好きになりたい、夢中になりたいと願っても、心が上滑りするだけですが、その一方で、出会い頭の事故のように思いもかけないものに大ハマリして呆然とすることもあります。
何が羨ましいといって、何かにのめりこんでいる人ほど羨ましいものはありません。
人様に迷惑をかけず、社会生活とギリギリ折り合う必要はありますが、対象はころころ変わってもいいので、何かにずっと熱中して生きることができるなら、それこそが幸せな人生だろうと思っています。
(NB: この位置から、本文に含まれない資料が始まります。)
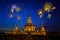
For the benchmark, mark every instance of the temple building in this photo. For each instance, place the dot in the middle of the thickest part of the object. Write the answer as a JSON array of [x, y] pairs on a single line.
[[15, 30], [42, 31], [29, 27]]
「私も夏の夜明けの立葵の透明な花に夢中になることはあります。いえ、何日もつづけて書に打ちこんで、家のことも、家業のことも、すっかり忘れていることもあります。でも、私はやはりこの世に戻ってきて、家長の勤めも果すし、家業の繁栄に心を配ります。しかしあの人たちは、そういうものがない。あの人たちは自分を酔わせる世界に行き、そこに移り住んで、こちら側のことは考えるどころか、そんなものがあると思ってもいないのです。あの人たちの眼が、ものを見ているようで、そのくせ、放心したようにぼんやり見えるのは、そのためです。あの人たちは自分を酔わせる世界をじっと見つめ、他のものは眼に入らないのです」


『嵯峨野明月記』辻邦生中央公論新社

以前にもブログで引用しましたが、私の理想の生き方です。
でもやっぱり私にはできないなあ。
代わりにといっては何ですが、牛すき鍋膳を黙々と食べています。